インプラント矯正が適用される場合

インプラント矯正とは

 インプラント矯正は、一般的なデンタルインプラントとは異なります。よく勘違いされやすいのですが、失った歯の代わりに人工的な歯の土台を作るインプラントと矯正治療用のインプラントは全くの別物です。

 ところで、歯の矯正治療では、ワイヤーや場合によっては歯科医療用の輪ゴムを使って歯に圧をかけます。

 例えば、出っ歯の場合、前歯を奥に移動させるため、奥歯を支点としてワイヤーや輪ゴムを設置します。すると、前歯は奥に動きますが、大きな力をかけすぎると奥歯も引っ張られて前に動いてしまうことがあります。前歯部分と奥歯部分が綱引きをしてどちらも引っ張られてしまうような状態で、矯正治療にとっては望ましくはありません。

 絶対に動かない支点があればいいのですが、それを叶えてくれるのが矯正用のインプラントなのです。

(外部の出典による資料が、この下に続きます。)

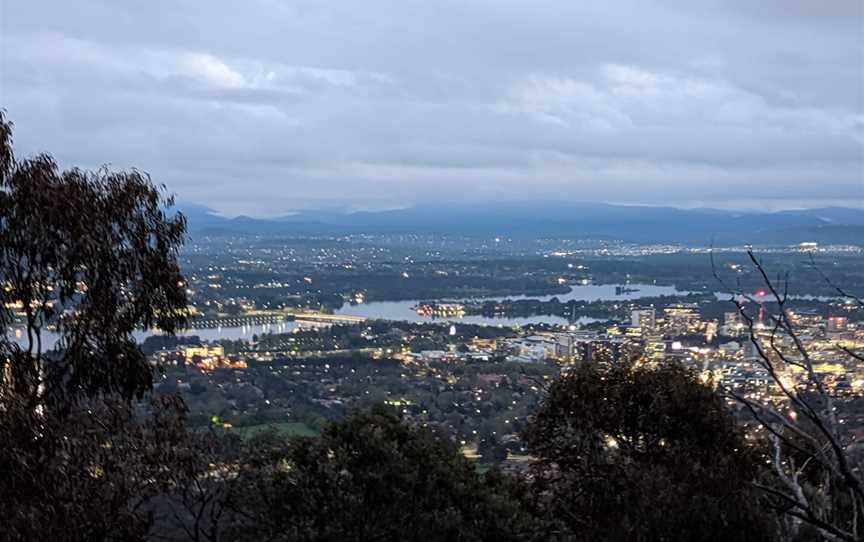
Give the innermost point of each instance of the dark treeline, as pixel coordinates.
(89, 452)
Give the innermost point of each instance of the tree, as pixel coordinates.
(88, 257)
(93, 256)
(635, 453)
(372, 477)
(817, 480)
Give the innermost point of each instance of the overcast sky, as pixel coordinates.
(264, 106)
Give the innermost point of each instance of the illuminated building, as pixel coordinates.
(645, 319)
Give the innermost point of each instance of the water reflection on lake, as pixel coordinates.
(401, 310)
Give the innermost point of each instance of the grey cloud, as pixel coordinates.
(263, 106)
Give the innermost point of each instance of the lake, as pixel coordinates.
(402, 311)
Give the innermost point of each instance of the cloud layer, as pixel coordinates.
(264, 106)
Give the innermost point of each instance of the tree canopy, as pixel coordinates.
(637, 453)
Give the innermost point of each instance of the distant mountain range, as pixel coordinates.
(573, 220)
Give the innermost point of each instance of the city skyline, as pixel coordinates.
(270, 107)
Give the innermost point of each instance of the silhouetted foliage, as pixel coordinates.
(87, 257)
(92, 256)
(635, 453)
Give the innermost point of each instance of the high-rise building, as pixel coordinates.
(836, 325)
(646, 319)
(733, 324)
(681, 318)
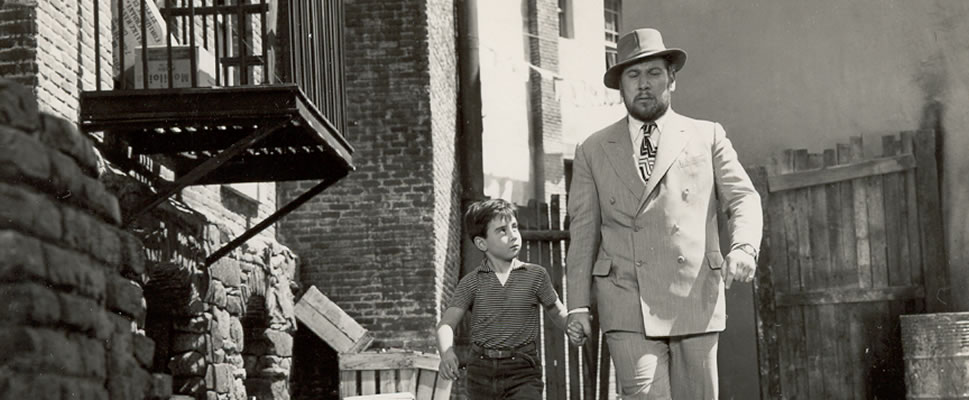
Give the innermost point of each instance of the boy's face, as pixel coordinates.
(502, 239)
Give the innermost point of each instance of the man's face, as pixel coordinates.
(646, 88)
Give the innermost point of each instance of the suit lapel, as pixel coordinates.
(672, 141)
(619, 152)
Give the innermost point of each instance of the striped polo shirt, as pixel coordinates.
(504, 316)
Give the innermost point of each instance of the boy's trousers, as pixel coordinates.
(510, 374)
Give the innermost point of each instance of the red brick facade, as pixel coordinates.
(384, 242)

 矯正用のインプラントでは「ミニスクリュー」や「インプラントアンカー」と呼ばれるごく小さな歯科用の「ネジ」を顎の骨に埋め込むことで、絶対に動かない支点を人工的に設置します。

インプラント矯正を利用した治療

gummy_img01

 インプラント矯正用の「ミニスクリュー」はチタンでできたネジです。その小さなネジを矯正治療の際に動くことのない「骨格」部分に埋め込んでいきます。想像すると少し痛そうですが、スクリューを設置する際は麻酔を施し、電動のトルクドライバーで「静かに」「歪みなく」設置を行なうため、施術中の痛みはありません。骨格部分にスクリューが定着するまでには違和感や痛みを感じることもありますが、ワイヤーや輪ゴムの設置はその状態が落ち着いてから行いますので、矯正中にインプラントアンカーが痛むことは通常ありません。

 インプラントアンカーは歯を大きく動かしたい場合や、歯の移動方向を目的に合わせ調整したい場合に適しています。例えば、抜歯を行う出っ歯の矯正治療や、笑ったときに歯茎が見えすぎてしまうガミースマイルの治療に有効です。これらの症状は通常の矯正治療では時間がかかってしまったり、治療が難しかったりしますが、矯正用インプラントを用いることで比較的短い期間で希望の歯並びを手にいれることができます。

治療後のインプラントアンカーは?

 矯正治療のために設置したインプラントアンカー(ミニスクリュー)は、治療終了後には必要なくなるので、撤去します。

 また、みなさん不安になる方が多いのですが、スクリューはごく小さなネジのため、設置のために開いた穴も自然にふさがりますのでご安心ください。